El ministro de la Defensa, Nelson Jobim, ex-ministro de Justicia en el gobierno FHC, para salir del paso declaró ayer que los militares brasileños desaparecidos bajo los escombros en el terremoto de Haití no están vivos.

- “La expresión desaparecido es técnica. Significa cuerpo no encontrado” – dijo, prometiendo localizar los cadáveres. Sin embargo, no quiere tratamiento igual a los desaparecidos políticos, que permanecen soterrados en los inaccesibles archivos de los órganos de represión.

Las memorias

 En la disputa por la memoria, el presidente Lula firmó un decreto que contiene una serie de resoluciones aprobadas en la 11ª. Conferencia Nacional de Derechos Humanos, entre las cuales la creación de la Comisión de la Verdad, encargada de aclarar “las violaciones de derechos humanos practicadas en el  contexto de la represión política” durante la dictadura militar.

Anteayer, Lula explicó en una entrevista a la TV Mirante, en el Maranhão, que el decreto manifiesta solamente una intención: “El gobierno puede aceptar todo, puede aceptar 80% o 30%. Una parte puede  transformarse en ley, otra se queda en el programa”. La propuesta puede o no ser enviada como proyecto de ley al Congreso Nacional, donde va a ser analizada, discutida, emendada y votada, y puede ser aprobada o rechazada. Lo que la Comisión de la Verdad va a hacer depende de todo eso y de los poderes que se le atribuyan.

Aunque la Comisión de la Verdad sea solamente una propuesta indicativa, bastante tímida, sin poder legal, aún así los comandantes militares reaccionaron contra ella como señores y dueños de la memoria nacional, papel que no les cabe constitucionalmente. Ni siquiera aceptan que se discuta la idea. Fueron intransigentes. Exigieron que se apagase la expresión “represión política” en el nuevo decreto. Y así lo hicieron. Los archivos militares continúan inaccesibles. Solamente nos queda resistir, con los torturados flotando en la laguna de nuestra memoria.

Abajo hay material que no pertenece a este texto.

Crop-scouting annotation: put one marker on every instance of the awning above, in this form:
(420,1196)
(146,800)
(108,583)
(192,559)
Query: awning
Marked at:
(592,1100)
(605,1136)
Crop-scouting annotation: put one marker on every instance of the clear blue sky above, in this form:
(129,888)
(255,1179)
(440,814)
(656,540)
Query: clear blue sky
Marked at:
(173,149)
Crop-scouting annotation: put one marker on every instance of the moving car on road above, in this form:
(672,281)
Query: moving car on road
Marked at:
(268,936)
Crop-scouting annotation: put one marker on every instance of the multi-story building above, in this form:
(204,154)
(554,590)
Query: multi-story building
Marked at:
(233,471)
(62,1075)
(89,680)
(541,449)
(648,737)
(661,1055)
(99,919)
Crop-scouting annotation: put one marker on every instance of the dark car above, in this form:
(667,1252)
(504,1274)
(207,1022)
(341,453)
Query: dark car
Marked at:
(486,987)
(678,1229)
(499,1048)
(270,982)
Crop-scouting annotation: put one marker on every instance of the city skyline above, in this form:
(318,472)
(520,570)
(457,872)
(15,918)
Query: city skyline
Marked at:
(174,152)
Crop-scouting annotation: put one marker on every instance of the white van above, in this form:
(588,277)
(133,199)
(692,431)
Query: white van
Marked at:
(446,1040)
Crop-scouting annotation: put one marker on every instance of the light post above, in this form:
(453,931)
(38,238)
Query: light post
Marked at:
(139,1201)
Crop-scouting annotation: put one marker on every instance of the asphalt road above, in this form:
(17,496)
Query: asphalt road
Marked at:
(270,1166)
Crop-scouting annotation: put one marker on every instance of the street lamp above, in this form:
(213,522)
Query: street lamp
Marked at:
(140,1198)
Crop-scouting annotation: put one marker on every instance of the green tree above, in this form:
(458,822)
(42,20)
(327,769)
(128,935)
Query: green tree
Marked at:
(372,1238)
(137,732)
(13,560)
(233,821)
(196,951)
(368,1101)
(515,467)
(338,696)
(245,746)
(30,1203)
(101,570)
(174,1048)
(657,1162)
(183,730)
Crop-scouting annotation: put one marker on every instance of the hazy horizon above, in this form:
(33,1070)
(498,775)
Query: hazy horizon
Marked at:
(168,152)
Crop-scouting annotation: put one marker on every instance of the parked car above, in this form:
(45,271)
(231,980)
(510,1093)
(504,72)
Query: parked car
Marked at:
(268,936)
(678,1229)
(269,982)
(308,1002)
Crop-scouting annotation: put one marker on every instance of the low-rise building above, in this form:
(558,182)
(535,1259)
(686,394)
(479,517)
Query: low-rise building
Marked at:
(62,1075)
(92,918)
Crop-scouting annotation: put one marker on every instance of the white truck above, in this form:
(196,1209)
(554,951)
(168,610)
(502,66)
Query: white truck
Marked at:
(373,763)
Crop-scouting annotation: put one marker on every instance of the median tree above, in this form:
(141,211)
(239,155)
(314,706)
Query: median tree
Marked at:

La tortura es considerada ilegal aún por la legislación arbitraria de cualquier dictadura. Pero los torturadores solamente fueron juzgados – como Pinochet en Chile, después que fue preso en Londres - cuando los países que practicaron ese crimen hediondo fueron re-democratizados: Chile, Argentina, Uruguay, Portugal, España, Grecia. Los procesos judiciales atestaron la existencia de la democracia y contribuyeron en la recuperación de la memoria.

Argentina acaba de abrir los archivos de la dictadura. Chile invirtió US $20 millones para construir el Museo de la Memoria y de los Derechos Humanos, un edificio de cinco pisos, proyectado – ¡qué ironía! – por una firma paulista de arquitectura. Tiene un archivo en el sótano abierto para consulta, millares de fotos, carteles, textos y testimonios e vídeos con niños en busca de sus padres y abuelos, además de un espacio donde el acrílico reproduce las velas que se prendían en los locales de ejecución.

¿Revanchismo? ¿Insensatez? No, simplemente compromiso con la Historia. ¿Tocar el jaguar con la varilla corta? Puede ser un riesgo, si  no evaluamos bien el tamaño de nuestra varilla. Sucede que nadie quiere torturar a los torturadores, solo queremos que respondan dentro de la ley, por los actos que cometieron, asegurándoles un derecho que ellos no le concedieron a sus víctimas: el de amplia defensa. Esta impunidad hace que hasta el presente, la tortura continúe como una práctica contra presos comunes, de origen pobre en nuestro país.

Muchas cabezas van a flotar en la laguna de la memoria por algún tiempo hasta que Brasil efectivamente se re-democratice y tome conciencia de que el futuro solamente se transforma si encaramos el pasado. Por eso es que la memoria es tan importante.